The 1893 Chicago World's Fair proclaimed the Colonial Revival style and Neoclassical architecture as the wave of the future, and examples of this scaled-back response to Victorian excess began to appear in Chula Vista by the turn of the century. Although the style was less popular locally than Spanish and Craftsman architecture, a few notable structures survive.
21 F Street (1896)
This New England colonial was built in 1896 for Reginald Vaughn, and may have been designed by the English architect Charles Z. Herman, who with his wife, Minnie, owned and operated the Herman Hotel on the south side of the street. Vaughn landscaped the extensive grounds with a variety of trees and shrubs before selling the property to Sarah and Hamilton B. Clark, a journalist and former president of United Press International. The large wing and two-tier porch were added later, possibly in the late Teens or early Twenties. (That end of F Street was a busy spot in the 1920s, with the construction of: a Prairie-Style house at 20 F Street on the site of the Herman Hotel, which burned down in 1913; a row of one-story Spanish-style homes; and, in 1928, a surprisingly modern ranch at the northeast corner of F Street and Hilltop Drive.) Harold B. Starkey, who with his father, John B. Starkey, had founded Bay City Building and Loan in 1924, purchased the house in the 1930s and lived there for many years with his wife, Augusta, an accomplished musician and socialite. In 1934, Bay City became First Federal Savings and Loan, the first federally chartered savings and loan in San Diego. The Starkey House is designated as Historic Site No. 9.
62 Cook Court (1912)
Maxwell and Hazel Goes Cook moved to Chula Vista from Chicago in 1911 and, after purchasing five acres at the east end of G Street, built this New England Cape Cod home in 1912. The Cooks may have brought the Chicago weather with them: Chula Vista temperatures dropped to the single digits in January 1913 followed by searing heat that September. Undeterred, the Cooks planted their property in citrus trees the next year and eventually held about 100 acres of land on Chula Vista's eastern edge. Hazel was president of the Mutual Orange Distributors for several years and served on the Chula Vista school board from 1922 to 1972. The house, which now stands on a half-acre lot, has been extensively remodeled and expanded to about 3,400 square feet. It still has its wooden shingle exterior and curved gable dormers; a two-story addition links the main house with the former carriage house. The Hazel Goes Cook House is designated as Historic Site No. 20.
124 Hilltop Drive (1928)
Leo Christy came to Chula Vista in 1911 and purchased several acres on Hilltop Drive north of E Street, where he built a small house and planted a citrus orchard. He soon married Floy Melville, daughter of Lucy and Edward Melville, a building contractor who in 1920 founded the Chula Vista Building and Loan, which eventually became Imperial Savings. (The 1926 Spanish-style Melville building at Third and F, which housed Security Pacific Bank, is Chula Vista Historic Site No. 31.) Leo and Floy built this two-story Colonial Revival house in 1928 on the site of their first home, and it is unusual in Chula Vista for its Dutch Colonial roofline and rounded entryway. (Another house in the Dutch Colonial style, dating from 1914, stands at 210 Sea Vale Street.) Leo was a rancher, and Floy served as president of the Chula Vista Woman's Club in 1925. The Leo Christy House is designated as Historic Site No. 25.

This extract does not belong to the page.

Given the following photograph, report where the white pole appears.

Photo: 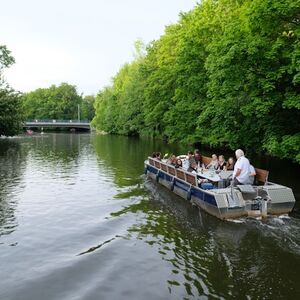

20 Second Avenue (c. 1926)
Colonial Revival architecture drew from the classical elements of Greece and Rome, and this symmetrical two-story house is one of the best examples from the 1920s. Built around 1926 for James and Rose Barrows, the house features a curved portico with Tuscan columns over a stately front door and fanlight. The stepped-back addition on the left is the result of a later remodel. Barrows, who lived in the house only briefly, was the city tax collector. The Rose Barrows House is designated as Historic Site No. 63.